Et la simple reconnaissance de l’artiste ? Et l’artiste tchadien lui-même dans tout ça. A-t-il seulement pris le temps de se considérer et de valoriser son art si ce n’est attendre désespérément l’inespéré de son ministère de tutelle ? Je ne suis finalement pas mécontent d’avoir cheminé seul avec les moyens de bord, sans attendre la bénédiction de quelque ministère que ce soit. La reconnaissance viendra sans doute à titre posthume ce qui ne sera pas un vain sacrifice pour les générations futures, désireuses de gérer le patrimoine culturel tchadien.
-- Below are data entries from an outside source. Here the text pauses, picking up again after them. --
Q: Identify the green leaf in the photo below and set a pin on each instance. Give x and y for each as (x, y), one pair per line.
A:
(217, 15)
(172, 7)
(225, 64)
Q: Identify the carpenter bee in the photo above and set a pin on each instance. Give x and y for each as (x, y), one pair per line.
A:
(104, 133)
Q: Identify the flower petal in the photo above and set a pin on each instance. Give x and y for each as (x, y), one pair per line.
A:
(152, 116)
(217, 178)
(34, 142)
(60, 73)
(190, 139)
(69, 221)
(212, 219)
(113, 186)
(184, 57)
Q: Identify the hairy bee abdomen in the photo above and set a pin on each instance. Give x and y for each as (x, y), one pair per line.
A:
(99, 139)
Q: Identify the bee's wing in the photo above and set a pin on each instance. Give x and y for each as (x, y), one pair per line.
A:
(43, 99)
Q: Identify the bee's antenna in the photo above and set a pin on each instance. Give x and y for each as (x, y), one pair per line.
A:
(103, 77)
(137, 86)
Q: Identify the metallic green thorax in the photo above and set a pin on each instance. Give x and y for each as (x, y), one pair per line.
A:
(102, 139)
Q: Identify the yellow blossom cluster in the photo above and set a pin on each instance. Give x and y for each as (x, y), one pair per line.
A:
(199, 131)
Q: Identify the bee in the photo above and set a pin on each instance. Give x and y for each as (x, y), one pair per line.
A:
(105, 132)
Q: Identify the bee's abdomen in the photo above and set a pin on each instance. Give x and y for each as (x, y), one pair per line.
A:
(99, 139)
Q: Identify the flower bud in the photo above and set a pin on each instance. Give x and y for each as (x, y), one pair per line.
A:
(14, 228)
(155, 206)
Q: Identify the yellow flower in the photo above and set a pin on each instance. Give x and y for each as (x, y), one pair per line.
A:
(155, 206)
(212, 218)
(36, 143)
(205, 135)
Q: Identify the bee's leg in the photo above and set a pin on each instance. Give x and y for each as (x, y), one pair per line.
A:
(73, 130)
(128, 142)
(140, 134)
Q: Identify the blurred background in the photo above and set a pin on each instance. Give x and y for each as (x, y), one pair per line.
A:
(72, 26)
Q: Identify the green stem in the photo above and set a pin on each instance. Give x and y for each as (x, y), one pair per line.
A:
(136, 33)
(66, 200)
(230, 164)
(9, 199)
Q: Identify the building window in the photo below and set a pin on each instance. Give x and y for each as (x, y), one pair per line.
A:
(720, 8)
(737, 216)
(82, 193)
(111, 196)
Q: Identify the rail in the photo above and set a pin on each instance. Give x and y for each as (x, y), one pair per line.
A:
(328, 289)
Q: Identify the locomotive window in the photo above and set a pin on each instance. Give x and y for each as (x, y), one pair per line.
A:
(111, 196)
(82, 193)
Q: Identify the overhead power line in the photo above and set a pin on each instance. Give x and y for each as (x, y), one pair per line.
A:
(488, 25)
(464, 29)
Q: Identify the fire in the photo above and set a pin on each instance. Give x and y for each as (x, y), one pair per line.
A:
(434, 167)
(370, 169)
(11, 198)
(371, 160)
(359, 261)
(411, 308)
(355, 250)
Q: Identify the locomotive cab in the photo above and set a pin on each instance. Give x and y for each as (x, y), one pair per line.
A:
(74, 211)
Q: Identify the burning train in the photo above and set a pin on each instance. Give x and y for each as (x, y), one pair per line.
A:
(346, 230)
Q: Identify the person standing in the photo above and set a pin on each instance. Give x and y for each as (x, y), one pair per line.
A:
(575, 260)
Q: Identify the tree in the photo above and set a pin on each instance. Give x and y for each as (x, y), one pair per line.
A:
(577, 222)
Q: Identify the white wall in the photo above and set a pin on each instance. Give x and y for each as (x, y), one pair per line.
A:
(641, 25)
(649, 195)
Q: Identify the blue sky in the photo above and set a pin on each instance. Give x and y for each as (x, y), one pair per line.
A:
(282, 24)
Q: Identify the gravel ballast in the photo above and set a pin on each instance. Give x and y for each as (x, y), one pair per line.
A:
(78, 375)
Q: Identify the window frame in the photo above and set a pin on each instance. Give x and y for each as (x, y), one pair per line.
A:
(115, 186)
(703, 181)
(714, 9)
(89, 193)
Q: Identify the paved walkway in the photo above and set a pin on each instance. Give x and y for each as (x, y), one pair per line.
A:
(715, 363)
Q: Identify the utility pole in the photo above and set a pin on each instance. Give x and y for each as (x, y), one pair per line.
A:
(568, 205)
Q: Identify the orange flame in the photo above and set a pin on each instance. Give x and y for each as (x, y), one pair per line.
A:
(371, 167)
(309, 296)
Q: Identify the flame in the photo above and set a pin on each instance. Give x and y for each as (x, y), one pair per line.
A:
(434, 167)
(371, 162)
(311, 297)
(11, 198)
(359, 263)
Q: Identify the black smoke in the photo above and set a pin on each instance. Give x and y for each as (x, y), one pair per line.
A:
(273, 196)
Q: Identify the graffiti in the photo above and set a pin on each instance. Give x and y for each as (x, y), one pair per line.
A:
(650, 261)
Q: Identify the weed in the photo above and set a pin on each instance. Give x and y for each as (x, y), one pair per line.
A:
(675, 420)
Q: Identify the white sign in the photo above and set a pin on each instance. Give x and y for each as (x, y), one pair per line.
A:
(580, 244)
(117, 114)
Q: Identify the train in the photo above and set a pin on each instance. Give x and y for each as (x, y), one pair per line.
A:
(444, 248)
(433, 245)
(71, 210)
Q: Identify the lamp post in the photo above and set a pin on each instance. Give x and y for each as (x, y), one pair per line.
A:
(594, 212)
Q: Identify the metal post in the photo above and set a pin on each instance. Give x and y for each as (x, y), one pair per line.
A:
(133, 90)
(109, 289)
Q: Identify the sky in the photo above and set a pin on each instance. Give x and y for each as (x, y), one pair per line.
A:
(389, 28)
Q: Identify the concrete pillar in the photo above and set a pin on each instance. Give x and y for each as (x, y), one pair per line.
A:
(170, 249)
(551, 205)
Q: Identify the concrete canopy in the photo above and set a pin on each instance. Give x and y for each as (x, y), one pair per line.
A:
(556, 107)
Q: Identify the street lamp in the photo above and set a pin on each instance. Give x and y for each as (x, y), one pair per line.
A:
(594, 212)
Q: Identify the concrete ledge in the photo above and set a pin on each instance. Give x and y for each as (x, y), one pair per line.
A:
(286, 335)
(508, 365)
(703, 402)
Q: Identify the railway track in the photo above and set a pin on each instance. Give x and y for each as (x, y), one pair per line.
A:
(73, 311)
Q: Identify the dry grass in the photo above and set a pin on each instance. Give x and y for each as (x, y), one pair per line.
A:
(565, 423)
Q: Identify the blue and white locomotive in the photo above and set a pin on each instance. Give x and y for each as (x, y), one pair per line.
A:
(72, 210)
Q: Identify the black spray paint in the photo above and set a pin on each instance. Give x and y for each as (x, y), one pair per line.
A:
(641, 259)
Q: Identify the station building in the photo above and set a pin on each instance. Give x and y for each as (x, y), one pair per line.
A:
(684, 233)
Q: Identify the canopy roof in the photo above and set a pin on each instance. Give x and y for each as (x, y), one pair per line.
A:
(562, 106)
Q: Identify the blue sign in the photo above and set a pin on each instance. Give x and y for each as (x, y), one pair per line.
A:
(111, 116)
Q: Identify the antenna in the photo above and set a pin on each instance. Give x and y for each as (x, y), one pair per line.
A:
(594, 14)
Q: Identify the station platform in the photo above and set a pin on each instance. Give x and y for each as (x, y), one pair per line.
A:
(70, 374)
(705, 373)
Ialtchad Presse : - Une dédicace pour www.ialtchad.com ?
Ingamadji Mujos : A chacun ses compétences pour faire le deuil de ce Tchad de guerres, de haine et de conflits. La création de ce site reflète la parfaite illustration de mon message Intar Afrika à défaut de « Intar Tchad ». L’hymne tchadien que vous avez mis en valeur aura le mérite de faire vibrer le cœur de tout ialtchad qui navigue sur le www.ialtchad.com.

Ialtchad Presse : - Avez-vous un message particulier pour les ialtchad qui vont vous lire ?
Ingamadji Mujos : Que souffle en chacun des ialtchad un vent de paix, d’amour et de tolérance pour des lendemains qui enchantent.

Ialtchad Presse : - Vos perspectives d’avenir ?
Ingamadji Mujos : A très court terme, d’ici la fin de l’année 2002, la sortie en K7 vidéo de mon concert en live au Centre Culturel Français de N’djaména en novembre 2000 avec l’orchestre Gombo Salsa. Vous avez entendu parler du retour du Pape du Dala. Ce fut un événement au Tchad après 14 ans d’exil. L’occasion vous est enfin donnée de découvrir et de faire découvrir quelques unes des danses du Tchad exécutées par des rares bijoux du terroir avec une chorégraphie hors du commun et l’ambiance survoltée du Centre Culturel de N’djaména. Profitez-en pour faire plaisir aux proches pour leurs fêtes de fin d’année.
En parallèle je prépare activement un disque Apocalypsid@, en hommage aux victimes du sida qui sortira d’ici la fin de l’année ou au début de l’année 2003 si les conditions sont toutes réunies. Il aura le mérite de répondre aux attentes des mélomanes épris des sonorités traditionnelles assurées des mains de maître par le talentueux balafonniste Keyba Toïngar Natar. S’en suivra un projet de lutte contre le Sida baptisé du même nom de l’album Apocalypsid@ ou la musique pour la lutte contre le sida au Tchad, à l’initiative de 3 artistes de la diaspora dont N’djekery Noël (écrivain), Keyba Natar (conteur, comédien, chorégraphe) et moi-même. L’objectif reste la contribution à la prévention contre le Sida au Tchad et plus précisément à Moundou. Un exemplaire du projet sera remis au site www.ialtchad.com pour tous ceux qui veulent s’associer à cette action.

Ialtchad Presse : - Merci Ingamadji Mujos, nous te souhaitons beaucoup de succès. 
Ingamadji Mujos : Merci petit frère Hamid Kodi.